Odd, query taking too long

(1) By bobby31 on 2020-07-26 02:17:12 [link] [source]

Here is a weird thing,

the following query takes too long

SELECT P.name FROM People P 
WHERE P.nick = P.name AND 
 (SELECT flow FROM Traffic T WHERE T.name = P.name AND T.checkDate="2020-06-25") >= 500

while if I remove the "checkDate" constraint, it gives me 1300 records instantly.

Is the query not being optimized in the first case ?

BTW I have indexes on all the mentioned fields !

(2) By luuk on 2020-07-26 08:16:22 in reply to 1 [source]

Show all indexes you have, and the EXPLAIN QUERY PLAN.

But it is probably just a missing index on: "name, checkDate" or "checkDate,name" on the table Traffic.

(4) By bobby31 on 2020-07-30 10:47:54 in reply to 2 [link] [source]

Thank you very much. You put me on the right path.

(3) By Keith Medcalf (kmedcalf) on 2020-07-26 16:43:28 in reply to 1 [link] [source]

Define "too long".

In any case, for optimal performance you would need to have the appropriate indexes on Traffic (checkDate, name, flow) and also on People (name, nick), rewrite the query as a join, and then run analyze to give the Query Planner sufficient information to be able to optimize your query.

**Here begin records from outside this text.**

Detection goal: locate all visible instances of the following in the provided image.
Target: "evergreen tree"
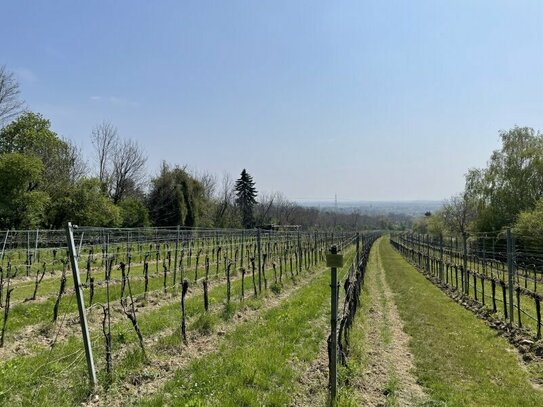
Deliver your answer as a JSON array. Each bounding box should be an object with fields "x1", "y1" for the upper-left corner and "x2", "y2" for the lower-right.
[{"x1": 234, "y1": 168, "x2": 258, "y2": 228}]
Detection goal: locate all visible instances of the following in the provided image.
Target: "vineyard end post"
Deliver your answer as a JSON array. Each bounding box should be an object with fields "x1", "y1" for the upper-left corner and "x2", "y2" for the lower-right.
[{"x1": 66, "y1": 222, "x2": 97, "y2": 388}]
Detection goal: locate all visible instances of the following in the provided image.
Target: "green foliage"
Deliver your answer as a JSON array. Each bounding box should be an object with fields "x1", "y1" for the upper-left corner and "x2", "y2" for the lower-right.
[
  {"x1": 0, "y1": 153, "x2": 48, "y2": 227},
  {"x1": 380, "y1": 239, "x2": 543, "y2": 406},
  {"x1": 119, "y1": 197, "x2": 150, "y2": 228},
  {"x1": 148, "y1": 163, "x2": 207, "y2": 226},
  {"x1": 234, "y1": 168, "x2": 257, "y2": 228},
  {"x1": 466, "y1": 127, "x2": 543, "y2": 232},
  {"x1": 514, "y1": 199, "x2": 543, "y2": 243},
  {"x1": 50, "y1": 178, "x2": 121, "y2": 227},
  {"x1": 0, "y1": 112, "x2": 73, "y2": 195}
]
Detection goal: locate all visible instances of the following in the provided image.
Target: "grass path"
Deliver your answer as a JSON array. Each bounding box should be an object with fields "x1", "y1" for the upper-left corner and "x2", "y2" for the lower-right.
[{"x1": 375, "y1": 239, "x2": 543, "y2": 406}]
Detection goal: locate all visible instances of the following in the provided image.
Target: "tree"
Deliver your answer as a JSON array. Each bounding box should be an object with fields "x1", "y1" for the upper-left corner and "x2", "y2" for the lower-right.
[
  {"x1": 234, "y1": 168, "x2": 257, "y2": 228},
  {"x1": 111, "y1": 140, "x2": 147, "y2": 204},
  {"x1": 0, "y1": 153, "x2": 48, "y2": 228},
  {"x1": 0, "y1": 112, "x2": 78, "y2": 197},
  {"x1": 213, "y1": 173, "x2": 241, "y2": 228},
  {"x1": 0, "y1": 65, "x2": 24, "y2": 127},
  {"x1": 91, "y1": 121, "x2": 147, "y2": 204},
  {"x1": 441, "y1": 192, "x2": 477, "y2": 239},
  {"x1": 50, "y1": 178, "x2": 121, "y2": 228},
  {"x1": 466, "y1": 127, "x2": 543, "y2": 233},
  {"x1": 119, "y1": 197, "x2": 150, "y2": 228},
  {"x1": 91, "y1": 121, "x2": 118, "y2": 192},
  {"x1": 148, "y1": 163, "x2": 208, "y2": 226}
]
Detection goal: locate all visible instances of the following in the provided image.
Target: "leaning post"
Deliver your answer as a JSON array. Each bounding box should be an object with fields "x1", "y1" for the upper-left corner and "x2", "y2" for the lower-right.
[
  {"x1": 326, "y1": 245, "x2": 343, "y2": 406},
  {"x1": 66, "y1": 222, "x2": 98, "y2": 388},
  {"x1": 507, "y1": 228, "x2": 515, "y2": 325}
]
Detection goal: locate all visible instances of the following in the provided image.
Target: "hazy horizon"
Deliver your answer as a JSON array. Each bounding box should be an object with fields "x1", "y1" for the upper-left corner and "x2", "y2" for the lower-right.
[{"x1": 4, "y1": 0, "x2": 543, "y2": 201}]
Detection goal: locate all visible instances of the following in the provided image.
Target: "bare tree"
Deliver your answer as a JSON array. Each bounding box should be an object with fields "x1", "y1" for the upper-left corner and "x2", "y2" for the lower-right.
[
  {"x1": 215, "y1": 173, "x2": 240, "y2": 227},
  {"x1": 194, "y1": 171, "x2": 217, "y2": 200},
  {"x1": 63, "y1": 139, "x2": 88, "y2": 182},
  {"x1": 0, "y1": 65, "x2": 24, "y2": 126},
  {"x1": 255, "y1": 193, "x2": 277, "y2": 225},
  {"x1": 91, "y1": 121, "x2": 119, "y2": 188},
  {"x1": 110, "y1": 140, "x2": 147, "y2": 203}
]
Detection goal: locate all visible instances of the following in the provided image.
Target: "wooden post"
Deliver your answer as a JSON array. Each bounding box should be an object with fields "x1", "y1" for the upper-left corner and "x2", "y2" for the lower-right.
[
  {"x1": 173, "y1": 225, "x2": 180, "y2": 290},
  {"x1": 326, "y1": 245, "x2": 343, "y2": 406},
  {"x1": 439, "y1": 234, "x2": 445, "y2": 283},
  {"x1": 507, "y1": 228, "x2": 515, "y2": 325},
  {"x1": 356, "y1": 232, "x2": 360, "y2": 268},
  {"x1": 256, "y1": 229, "x2": 262, "y2": 293},
  {"x1": 66, "y1": 222, "x2": 97, "y2": 388}
]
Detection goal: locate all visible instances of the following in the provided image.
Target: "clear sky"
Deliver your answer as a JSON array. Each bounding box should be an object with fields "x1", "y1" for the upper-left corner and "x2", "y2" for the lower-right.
[{"x1": 0, "y1": 0, "x2": 543, "y2": 200}]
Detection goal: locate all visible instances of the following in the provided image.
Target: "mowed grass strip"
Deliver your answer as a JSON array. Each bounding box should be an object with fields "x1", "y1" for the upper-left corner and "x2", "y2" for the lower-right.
[
  {"x1": 142, "y1": 251, "x2": 353, "y2": 406},
  {"x1": 378, "y1": 239, "x2": 543, "y2": 406}
]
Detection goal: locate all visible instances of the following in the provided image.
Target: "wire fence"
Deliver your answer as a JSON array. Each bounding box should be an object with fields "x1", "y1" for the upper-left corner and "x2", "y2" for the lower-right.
[
  {"x1": 0, "y1": 227, "x2": 366, "y2": 402},
  {"x1": 391, "y1": 231, "x2": 543, "y2": 339}
]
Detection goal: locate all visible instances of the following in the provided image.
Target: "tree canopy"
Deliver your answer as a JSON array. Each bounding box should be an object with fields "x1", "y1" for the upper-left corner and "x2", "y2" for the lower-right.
[{"x1": 234, "y1": 168, "x2": 257, "y2": 228}]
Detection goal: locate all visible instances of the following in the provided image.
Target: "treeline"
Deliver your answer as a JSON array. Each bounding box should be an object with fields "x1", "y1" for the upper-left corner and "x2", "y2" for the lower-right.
[
  {"x1": 0, "y1": 67, "x2": 410, "y2": 233},
  {"x1": 414, "y1": 127, "x2": 543, "y2": 243}
]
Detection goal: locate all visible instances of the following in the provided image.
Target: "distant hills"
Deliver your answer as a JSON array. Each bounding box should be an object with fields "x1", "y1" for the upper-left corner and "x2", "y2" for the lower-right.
[{"x1": 298, "y1": 201, "x2": 443, "y2": 217}]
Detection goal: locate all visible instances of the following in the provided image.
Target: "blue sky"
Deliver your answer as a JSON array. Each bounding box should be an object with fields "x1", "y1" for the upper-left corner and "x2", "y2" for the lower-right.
[{"x1": 0, "y1": 0, "x2": 543, "y2": 200}]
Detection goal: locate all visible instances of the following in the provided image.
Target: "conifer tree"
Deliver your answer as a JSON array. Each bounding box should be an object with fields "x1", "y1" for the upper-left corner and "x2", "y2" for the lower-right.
[{"x1": 234, "y1": 168, "x2": 258, "y2": 228}]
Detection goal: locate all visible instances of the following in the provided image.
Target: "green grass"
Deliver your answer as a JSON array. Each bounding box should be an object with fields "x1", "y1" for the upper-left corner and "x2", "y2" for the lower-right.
[
  {"x1": 138, "y1": 251, "x2": 352, "y2": 406},
  {"x1": 0, "y1": 244, "x2": 340, "y2": 405},
  {"x1": 378, "y1": 239, "x2": 543, "y2": 406}
]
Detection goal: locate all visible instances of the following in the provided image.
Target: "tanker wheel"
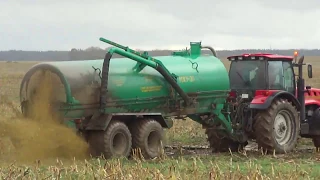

You will also have to decide on whether those indexes should be UNIQUE or not, and how you want to handle multiple matching rows (ie, by only asking for DISTINCT results, perhaps).

As written the query cannot be "optimized" because you have written it in such a way that the only possible freedom (choosing whether to put People or Traffic) in the outer loop is eliminated.

As written the only thing that will be of any use is for you to optimize the retrieval path by having an index on Traffic (checkData, name, flow) (though this may be created automatically if it does not exist) so that the correlated query can be done as quickly as possible. Nothing else will help.

Having 7 different indexes on 6 different columns of 2 different tables is also not helpful when doing table lookups that require matching multiple columns simultaneously.

At the CLI prompt you can use the .expert command to get recommendations on indexes.

Similarly, the .eqp command is useful for having the query plan displayed so you can see what is going on, without having to prefix the query with EXPLAIN QUERY PLAN.

As an aside, text constants use single quotes. Double quotes are for identifiers. SQLite3 will allow the use of double-quotes but if what is contained in them is a valid identifier in the context in which it is used, then it will be a reference to the identifier and not a text constant. (leading to whining about queries like SELECT * FROM Person WHERE name="name" returning all rows instead of just the one wished for).

The optimizer (query planner) is not magical. It can only optimize within the constraints that you have declared using information that you have make available to it. It does not (in most cases) re-write the query you have given to a more optimal form in order to allow what may be a more optimal generic solution. Query re-writing is a very complex affair and provable correctness is a very difficult and complex problem. There are various heavyweight products which can do very complex query re-writes and optimization analysis -- SQLite3 is not one of them -- it is for the most part constrained to "do what it is told" in the most efficient manner possible rather than "do what it thinks you meant even though that looks nothing like what you told it" as efficiently as possible.

(5) By bobby31 on 2020-07-30 10:53:59 in reply to 3 [link] [source]

Wow ! You pretty much answered ALL my questions, expressed or otherwise !

I'll have to re-read your answer a few times for everything to sink in.

Initially I thought the query optimizer would be smart enough to find the best way to execute the query, but it seems it is not the case. Can't blame it, of course.

I will need to create the indexes on Traffic (checkDate, name, flow) and on People (name, nick).

Also thanks for the side advice, it is much appreciated.